Industry giants begin offering utility pricing for commercial grids
Sun has begun offering a utility computing service with processing facilities charged at $1 per-CPU per hour, and storage priced at $1 per gigabyte per month.
Facilities have been established in London, Texas, Virginia and New Jersey. Sun said that a number of global companies are running pilot programmes.
Separately, Sun is also in discussions with electronic stock exchange group Archipelago Holdings to create the world's first market for selling blocks of computing power to corporate users in a similar way to how stocks and shares are sold.
The demand is likely to come from organisations that want to carry out, for example, large-scale financial analyses or geophysical modelling.
Sun said it is being "extremely transparent" about the $1 per CPU/hour pricing for its Compute Utility processing service, and that it offers a complete software stack with no licensing fees. This includes the infrastructure, power, Solaris 10 operating system, staff support, network management and storage.
Robert Youngjohns, executive vice-president, strategic development and Sun financing, said, "Our customers think they spend anywhere from $6 to $16 an hour, which is as much as one tenth of standard computing costs. This is going to change the way IT is bought and managed."
The concept of grid computing is attractive as it allows users to pay for only as much computational power as they need to complete a given task.
Analysts question whether software licences will be valid on commercial grids, because they tend to require the user to state the number of processors the software is running on. There are also practical difficulties with shifting large amounts of data between the user organisation and the grid facilities.
Gary Barnett, research director at analyst firm Ovum, said licensing complications will pose a problem for firms interested in adopting utility computing.
"You can only run software on a grid if it is capable of running on a grid. Very few big commercial software suppliers are able or willing to license software on a per use basis. There are no commercial applications that can be run across so many processors," said Barnett.
He suggested that grid suppliers such as IBM, Hewlett-Packard and Sun might be able to arrange special deals with software suppliers, for example, buying a million licences and promising to allocate them on an on-demand basis.
Barnet did not consider Sun's pricing to be particularly cheap, "One dollar per CPU per hour is not cheap. In reality, users are not going to pay a great deal less for their software, and suppliers certainly will not settle for less money."
IBM is also offering a grid computing service, Deep Capacity Computing On Demand, which starts at about 47 to 50 cents per CPU per hour, although Sun has queried what is actually included in that service.
Barnett pointed out further hurdles with the computing-on-tap model. "How do you make your organisation's infrastructure ready to plug into such a network?" he said.
"Also, I am sure that for financial organisations, the Financial Services Authority would be very interested to learn if a firm was sending customer data over the network.
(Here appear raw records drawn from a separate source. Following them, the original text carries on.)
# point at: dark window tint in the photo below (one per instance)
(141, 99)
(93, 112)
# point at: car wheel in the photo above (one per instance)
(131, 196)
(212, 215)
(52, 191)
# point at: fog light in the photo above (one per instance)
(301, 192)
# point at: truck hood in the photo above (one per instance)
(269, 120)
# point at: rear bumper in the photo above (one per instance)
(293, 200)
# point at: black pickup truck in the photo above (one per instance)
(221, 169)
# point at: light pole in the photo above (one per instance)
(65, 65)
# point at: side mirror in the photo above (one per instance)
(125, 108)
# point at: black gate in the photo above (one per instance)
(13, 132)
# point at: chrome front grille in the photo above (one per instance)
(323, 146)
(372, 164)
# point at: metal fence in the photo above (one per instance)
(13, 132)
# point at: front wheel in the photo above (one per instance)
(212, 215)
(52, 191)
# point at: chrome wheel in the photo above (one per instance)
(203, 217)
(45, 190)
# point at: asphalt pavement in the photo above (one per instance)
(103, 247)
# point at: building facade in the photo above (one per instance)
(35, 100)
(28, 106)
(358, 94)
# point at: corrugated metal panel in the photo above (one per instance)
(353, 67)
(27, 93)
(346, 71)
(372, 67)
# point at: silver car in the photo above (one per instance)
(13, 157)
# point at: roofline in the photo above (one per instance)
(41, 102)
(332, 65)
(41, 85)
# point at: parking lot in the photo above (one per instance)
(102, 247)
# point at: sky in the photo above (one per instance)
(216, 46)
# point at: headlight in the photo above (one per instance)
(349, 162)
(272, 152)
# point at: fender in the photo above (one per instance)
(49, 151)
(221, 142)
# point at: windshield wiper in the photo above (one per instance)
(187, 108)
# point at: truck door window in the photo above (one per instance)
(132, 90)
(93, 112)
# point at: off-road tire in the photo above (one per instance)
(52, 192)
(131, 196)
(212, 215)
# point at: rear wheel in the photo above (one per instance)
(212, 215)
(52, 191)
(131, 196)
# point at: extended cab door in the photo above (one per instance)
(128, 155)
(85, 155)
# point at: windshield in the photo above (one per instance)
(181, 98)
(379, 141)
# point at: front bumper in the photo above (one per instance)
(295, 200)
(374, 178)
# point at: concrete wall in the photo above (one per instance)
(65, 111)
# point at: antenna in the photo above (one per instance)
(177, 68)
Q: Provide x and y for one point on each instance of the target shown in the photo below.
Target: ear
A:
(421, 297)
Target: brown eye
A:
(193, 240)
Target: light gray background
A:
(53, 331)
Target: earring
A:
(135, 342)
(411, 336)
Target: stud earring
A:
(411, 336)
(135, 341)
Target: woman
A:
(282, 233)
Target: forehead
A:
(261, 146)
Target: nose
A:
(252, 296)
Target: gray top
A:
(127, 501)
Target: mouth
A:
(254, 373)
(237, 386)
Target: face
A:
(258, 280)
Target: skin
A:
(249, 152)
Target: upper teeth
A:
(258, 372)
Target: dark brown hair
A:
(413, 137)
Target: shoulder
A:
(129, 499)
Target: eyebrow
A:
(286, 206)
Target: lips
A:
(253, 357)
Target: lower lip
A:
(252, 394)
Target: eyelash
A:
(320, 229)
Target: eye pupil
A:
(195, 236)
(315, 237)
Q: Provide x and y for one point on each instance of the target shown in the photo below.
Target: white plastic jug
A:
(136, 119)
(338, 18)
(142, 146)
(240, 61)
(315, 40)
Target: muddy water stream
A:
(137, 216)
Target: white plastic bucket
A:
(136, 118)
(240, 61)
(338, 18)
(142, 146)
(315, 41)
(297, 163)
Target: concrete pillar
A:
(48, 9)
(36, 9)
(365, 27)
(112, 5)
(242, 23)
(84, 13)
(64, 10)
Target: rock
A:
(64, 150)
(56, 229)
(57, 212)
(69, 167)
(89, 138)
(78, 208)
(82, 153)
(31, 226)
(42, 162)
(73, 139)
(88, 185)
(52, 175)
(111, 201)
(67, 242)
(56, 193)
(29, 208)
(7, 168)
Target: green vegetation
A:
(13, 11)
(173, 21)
This will have data protection and security implications."
What is the grid?
Grid computing (or the use of a computational grid) is applying the resources of many computers in a network to a single problem at the same time.
Grid computing requires the use of software that can divide and farm out pieces of a program to as many as several thousand computers. Grid computing can be thought of as distributed and large-scale cluster computing and as a form of network-distributed parallel processing. One likely area for the use of grid computing will be pervasive computing applications.
A well-known example of grid computing is the ongoing Search for Extraterrestrial Intelligence (Seti) project, in which thousands of people share unused processor cycles of their PCs in the search for signs from outer space.
Firms unite to push open source grid
IBM, Hewlett-Packard, Intel and Nortel Networks recently joined together to promote open source-based systems for grid computing.
The four have joined the Globus Consortium, which is promoting the use of the Globus Toolkit, an open source platform initially developed by fellow consortium member Univa. Univa is particularly active in the education market, but is also pushing its toolkit in the commercial sector.
With the help of the four companies in the consortium, open source grid activity in the commercial sector should be given a major boost.
Oracle, a keen advocate of grid computing, co-founded the Enterprise Grid Alliance. But the Globus Consortium, unlike its Oracle-led alternative, focuses on open source grid solutions.
Gary Barnett, research director at analyst firm Ovum, said, "For the next two years at least, most potential utility computing users are wrestling with the task of becoming utility ready, and it will be a long time before the notion of compute exchanges becomes anything more than a niche.
"Sun is wrong to suggest that the notion of a market for computing resources is a new way of thinking about utility computing. Every supporter of utility computing has talked about a free market in computer resources as the logical ultimate destination for utility computing."